62 I find the radiology does not, per se, seem to point to any gross pathology. The adjectival descriptions have been already referred to. Those terms are not determinative of a judgment about “seriousness”. What is important is that the two surgeons who comment on them find no radiculopathy. Mr Brownbill says so.[84] Mr Brearley, who saw the plaintiff twice, is of the same view. He comments on it on both occasions.[85] I accept the radiology is consistent with some low-back symptoms but not with any impairment that meets the test of “serious”.
[84]PCB 53
[85]PCB 59 and 62
63 The chronology in this case is worthy of comment. The plaintiff relies on the three incidents between December 2005 and early March 2006. He worked on after them in normal duties and presumably was leading a normal life although with some symptoms.[86] He was then forced to cease work in May 2007 due to the neck and shoulder conditions.
[86]PCB 10
64 None of the doctors the plaintiff relies on really explain how that back condition, with only mild to moderate pathology, in the absence of any further trauma, is now responsible causatively for the numerous limitations described.[87] Again, the absence of oral evidence means the logic and reasoning of any conclusion that the same back problem is somehow now productive of these limitations is not clear. From March 2006 to May 2007, it seems not to have hampered him unduly at work or in daily life on the evidence. Nor did it require much treatment.

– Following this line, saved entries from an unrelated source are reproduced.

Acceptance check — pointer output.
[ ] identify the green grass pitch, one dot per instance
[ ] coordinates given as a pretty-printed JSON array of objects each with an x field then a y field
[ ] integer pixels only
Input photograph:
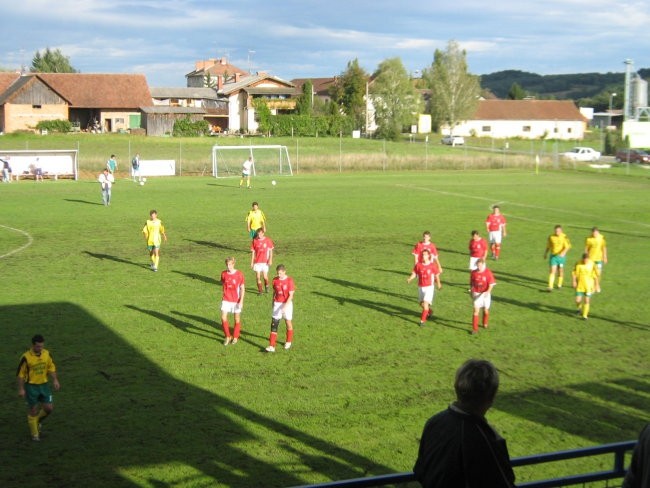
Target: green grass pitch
[{"x": 150, "y": 397}]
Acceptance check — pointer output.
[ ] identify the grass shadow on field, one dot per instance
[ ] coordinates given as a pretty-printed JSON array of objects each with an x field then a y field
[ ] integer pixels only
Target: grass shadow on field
[
  {"x": 596, "y": 411},
  {"x": 177, "y": 323},
  {"x": 195, "y": 276},
  {"x": 214, "y": 245},
  {"x": 145, "y": 423},
  {"x": 382, "y": 307},
  {"x": 393, "y": 271},
  {"x": 102, "y": 256},
  {"x": 360, "y": 286},
  {"x": 74, "y": 200},
  {"x": 216, "y": 325}
]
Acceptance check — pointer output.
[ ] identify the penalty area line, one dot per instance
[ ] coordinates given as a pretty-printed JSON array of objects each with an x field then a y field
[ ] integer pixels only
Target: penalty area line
[{"x": 30, "y": 239}]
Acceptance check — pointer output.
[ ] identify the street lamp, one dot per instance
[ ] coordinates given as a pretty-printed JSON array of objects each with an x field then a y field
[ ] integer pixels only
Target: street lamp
[{"x": 611, "y": 99}]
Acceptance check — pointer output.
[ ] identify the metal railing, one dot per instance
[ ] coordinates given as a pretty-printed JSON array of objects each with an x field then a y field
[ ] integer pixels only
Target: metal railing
[{"x": 618, "y": 449}]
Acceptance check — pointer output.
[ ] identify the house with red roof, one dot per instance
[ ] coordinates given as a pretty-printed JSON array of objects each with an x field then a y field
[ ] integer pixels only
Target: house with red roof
[
  {"x": 526, "y": 119},
  {"x": 110, "y": 102}
]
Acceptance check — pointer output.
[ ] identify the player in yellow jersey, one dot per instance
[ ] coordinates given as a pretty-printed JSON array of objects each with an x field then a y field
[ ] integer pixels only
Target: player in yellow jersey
[
  {"x": 557, "y": 245},
  {"x": 255, "y": 219},
  {"x": 33, "y": 370},
  {"x": 585, "y": 282},
  {"x": 154, "y": 233},
  {"x": 596, "y": 247}
]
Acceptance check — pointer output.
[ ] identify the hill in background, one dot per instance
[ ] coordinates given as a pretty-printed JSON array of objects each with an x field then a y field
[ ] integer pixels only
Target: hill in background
[{"x": 561, "y": 87}]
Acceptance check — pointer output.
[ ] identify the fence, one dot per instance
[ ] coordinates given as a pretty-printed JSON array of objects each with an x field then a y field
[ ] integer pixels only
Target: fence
[{"x": 618, "y": 450}]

[87]Dr Ansari at PCB 46 and 49; Mr Brearley at PCB 60 and 63
65 Dealing with the evidence overall in this difficult task when no doctors have given oral evidence, I am not satisfied the plaintiff has discharged the onus of proving consequences of the impairment of back function that could reasonably be considered as being at least very considerable.

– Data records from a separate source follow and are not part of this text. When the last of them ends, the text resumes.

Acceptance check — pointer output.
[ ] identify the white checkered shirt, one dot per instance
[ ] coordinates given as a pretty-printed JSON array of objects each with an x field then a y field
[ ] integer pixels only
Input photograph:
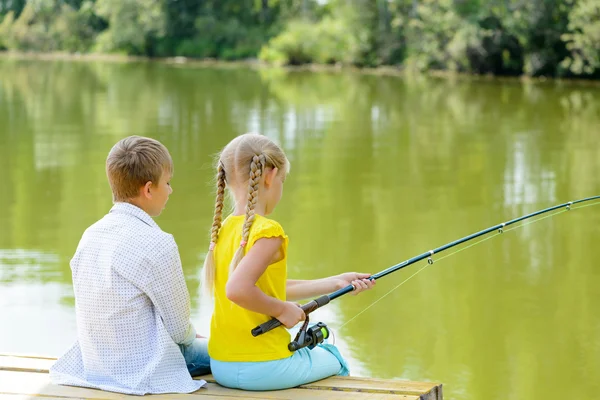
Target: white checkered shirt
[{"x": 133, "y": 309}]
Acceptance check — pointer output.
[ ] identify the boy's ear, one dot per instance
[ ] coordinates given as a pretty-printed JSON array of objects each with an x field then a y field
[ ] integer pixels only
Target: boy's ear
[
  {"x": 270, "y": 175},
  {"x": 146, "y": 190}
]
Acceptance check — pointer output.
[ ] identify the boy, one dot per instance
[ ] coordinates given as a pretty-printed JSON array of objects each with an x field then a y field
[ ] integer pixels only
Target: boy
[{"x": 132, "y": 304}]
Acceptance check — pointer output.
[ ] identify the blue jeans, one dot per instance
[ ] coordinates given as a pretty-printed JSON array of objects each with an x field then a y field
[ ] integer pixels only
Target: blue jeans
[
  {"x": 304, "y": 366},
  {"x": 196, "y": 357}
]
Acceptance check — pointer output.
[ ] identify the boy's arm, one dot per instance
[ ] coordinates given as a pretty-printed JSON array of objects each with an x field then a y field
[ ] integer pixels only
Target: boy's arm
[{"x": 166, "y": 288}]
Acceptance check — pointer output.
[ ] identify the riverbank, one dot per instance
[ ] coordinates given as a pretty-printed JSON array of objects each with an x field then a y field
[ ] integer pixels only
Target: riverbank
[{"x": 257, "y": 64}]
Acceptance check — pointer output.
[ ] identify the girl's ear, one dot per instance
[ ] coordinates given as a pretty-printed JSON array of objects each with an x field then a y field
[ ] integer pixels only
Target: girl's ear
[{"x": 270, "y": 176}]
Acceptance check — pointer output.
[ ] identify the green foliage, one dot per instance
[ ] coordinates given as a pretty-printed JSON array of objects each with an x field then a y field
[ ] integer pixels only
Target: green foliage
[
  {"x": 326, "y": 42},
  {"x": 133, "y": 25},
  {"x": 583, "y": 41},
  {"x": 512, "y": 37}
]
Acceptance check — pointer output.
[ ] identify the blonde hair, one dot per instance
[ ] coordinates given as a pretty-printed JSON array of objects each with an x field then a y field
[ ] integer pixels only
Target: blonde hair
[
  {"x": 132, "y": 162},
  {"x": 241, "y": 162}
]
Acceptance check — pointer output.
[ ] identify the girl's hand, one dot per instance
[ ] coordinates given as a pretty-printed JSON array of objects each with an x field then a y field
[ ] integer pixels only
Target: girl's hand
[
  {"x": 291, "y": 314},
  {"x": 360, "y": 281}
]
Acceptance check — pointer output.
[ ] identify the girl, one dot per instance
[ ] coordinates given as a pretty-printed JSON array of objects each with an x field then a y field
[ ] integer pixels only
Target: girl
[{"x": 246, "y": 271}]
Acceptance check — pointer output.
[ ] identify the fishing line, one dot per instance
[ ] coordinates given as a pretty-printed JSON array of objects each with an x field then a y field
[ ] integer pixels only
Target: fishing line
[
  {"x": 458, "y": 251},
  {"x": 317, "y": 333}
]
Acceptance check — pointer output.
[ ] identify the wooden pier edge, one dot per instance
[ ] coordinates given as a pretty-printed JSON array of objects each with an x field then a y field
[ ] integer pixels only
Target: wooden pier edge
[{"x": 26, "y": 377}]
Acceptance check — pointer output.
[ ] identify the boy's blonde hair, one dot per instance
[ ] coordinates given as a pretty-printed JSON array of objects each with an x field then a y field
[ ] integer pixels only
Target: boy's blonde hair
[
  {"x": 132, "y": 162},
  {"x": 241, "y": 163}
]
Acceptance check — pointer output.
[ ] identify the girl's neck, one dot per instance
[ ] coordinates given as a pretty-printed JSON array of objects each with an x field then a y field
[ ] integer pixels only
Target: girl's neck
[{"x": 240, "y": 208}]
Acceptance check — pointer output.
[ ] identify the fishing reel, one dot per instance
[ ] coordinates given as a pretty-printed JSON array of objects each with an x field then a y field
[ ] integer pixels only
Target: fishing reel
[{"x": 309, "y": 337}]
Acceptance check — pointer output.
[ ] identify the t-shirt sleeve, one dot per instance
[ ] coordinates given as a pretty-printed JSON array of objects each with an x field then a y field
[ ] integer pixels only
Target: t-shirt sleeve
[{"x": 267, "y": 228}]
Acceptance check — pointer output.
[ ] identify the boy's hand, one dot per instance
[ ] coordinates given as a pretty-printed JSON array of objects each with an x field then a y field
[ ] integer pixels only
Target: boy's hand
[
  {"x": 360, "y": 281},
  {"x": 291, "y": 314}
]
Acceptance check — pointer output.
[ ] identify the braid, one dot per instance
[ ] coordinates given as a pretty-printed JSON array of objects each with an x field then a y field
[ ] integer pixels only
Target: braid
[
  {"x": 218, "y": 218},
  {"x": 256, "y": 169},
  {"x": 209, "y": 262}
]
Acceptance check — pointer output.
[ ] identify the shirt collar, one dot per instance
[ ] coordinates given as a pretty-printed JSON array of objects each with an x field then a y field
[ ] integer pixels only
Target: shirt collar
[{"x": 135, "y": 211}]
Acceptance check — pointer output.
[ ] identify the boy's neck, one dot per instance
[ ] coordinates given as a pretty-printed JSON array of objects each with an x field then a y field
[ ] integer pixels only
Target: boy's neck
[{"x": 138, "y": 203}]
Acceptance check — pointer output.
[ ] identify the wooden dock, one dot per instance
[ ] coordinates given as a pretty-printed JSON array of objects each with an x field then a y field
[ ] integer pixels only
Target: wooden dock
[{"x": 26, "y": 377}]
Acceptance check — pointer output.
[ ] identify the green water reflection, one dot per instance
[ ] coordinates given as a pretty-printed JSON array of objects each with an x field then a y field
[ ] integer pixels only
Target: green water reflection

66 I am not satisfied that the causative link to the back has been proved with respect to the very full list of consequences and limitations that the neck and shoulder conditions clearly caused with respect to work and daily life.
67 In relation to the plaintiff’s second position regarding unique consequences, such as being unable to sit or stand for too long and walk distances that could fairly be attributed to the low-back condition, I do not accept that these are very considerable in terms of their impact on enjoyment of life. I do not accept that the lower back condition has caused or materially contributed to the plaintiff not working and his ongoing incapacity for work.
68 Accordingly, this application fails with respect to establishing that the back condition and the impairment flowing from it has led to consequences in terms of earning capacity or loss of enjoyment of life that meet the test of “seriousness”.
69 I will hear the parties as to costs.